La lealtad es la fidelidad en grado máximo, cumplir siempre y, con honor y gratitud, no dar la espalda ante otras personas a la que se les ha prometido esa defensa. Aunque muchas veces solemos confundir lealtad con sumisión, sometimiento e incluso dependencia.
Ser leal es una virtud, tus amigos sabrán que siempre podrán contar contigo y tus enemigos que no defraudaras a quien muestras esa fidelidad, saben que dan en saco roto con sus ataques y que recibirás los golpes sin poner mala cara, algunas veces hasta sintiéndote satisfecho y orgulloso de saber mantener esa lealtad a la que te has comprometido.
Pero ¿hasta cuándo debe mantenerse? Porque es muy fácil pedir lealtad y luego descargar los “marrones” y los “malos rollos” sobre la persona a la que has pedido fidelidad ¿Se debe mantener por siempre? O se debe pedir el mismo grado de lealtad a la otra persona.
Cuando has sufrido en tus propias carnes la lealtad, cuando has llegado a defender lo indefendible por mantener esa fidelidad y la otra parte no ha respondido con igualdad, el pacto debe estar, al menos, en peligro.
Ya pasó hace unos años, se firmaron pactos y se prometió lealtad, no fue bien. Se cumplió sólo en parte y la mayor pérdida fue para el que más defendió al otro. Algunos que se parapetaron y dejaron que se “comiera todos los marrones” el otro en aras de una pretendida lealtad que no fue. Ahora está volviendo a pasar en clave local, con otros, pero está ocurriendo.

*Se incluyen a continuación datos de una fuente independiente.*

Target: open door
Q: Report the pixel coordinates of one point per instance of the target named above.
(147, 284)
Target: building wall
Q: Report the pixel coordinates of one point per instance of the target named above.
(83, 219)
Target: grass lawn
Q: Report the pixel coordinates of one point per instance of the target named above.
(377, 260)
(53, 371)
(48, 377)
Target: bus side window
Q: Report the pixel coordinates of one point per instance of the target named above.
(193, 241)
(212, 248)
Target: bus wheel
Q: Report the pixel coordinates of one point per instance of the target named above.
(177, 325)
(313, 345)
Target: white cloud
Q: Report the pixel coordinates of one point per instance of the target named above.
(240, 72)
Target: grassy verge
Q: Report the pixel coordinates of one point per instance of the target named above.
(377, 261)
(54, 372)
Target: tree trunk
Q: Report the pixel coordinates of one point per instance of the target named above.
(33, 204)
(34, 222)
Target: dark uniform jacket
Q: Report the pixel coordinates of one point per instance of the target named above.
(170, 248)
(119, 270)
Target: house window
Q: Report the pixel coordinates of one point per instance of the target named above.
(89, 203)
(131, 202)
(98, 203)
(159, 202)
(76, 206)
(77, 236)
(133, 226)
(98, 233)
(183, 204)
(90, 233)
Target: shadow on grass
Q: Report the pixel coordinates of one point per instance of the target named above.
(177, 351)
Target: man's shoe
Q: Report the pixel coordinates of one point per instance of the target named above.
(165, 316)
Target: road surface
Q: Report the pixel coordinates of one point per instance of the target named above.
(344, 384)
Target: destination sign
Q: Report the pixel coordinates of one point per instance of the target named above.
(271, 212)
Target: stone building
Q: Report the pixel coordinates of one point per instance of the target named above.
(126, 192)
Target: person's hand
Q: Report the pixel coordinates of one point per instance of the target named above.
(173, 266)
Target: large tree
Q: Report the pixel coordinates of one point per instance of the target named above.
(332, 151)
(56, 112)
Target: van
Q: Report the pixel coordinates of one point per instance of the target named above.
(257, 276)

La lealtad es una virtud, cierto, pero cuando ésta hace que pierdas la más alta de las virtudes, la fidelidad hacia los tuyos, cuando pone en peligro a tu propia familia… ahí debes parar. Ya está bien de que siempre paguen los mismos, por los mismos errores y lo vuelvan a perder todo. Mientras otros se van sin un rasguño y sólo aparecen a la hora del elogio. Aprendamos.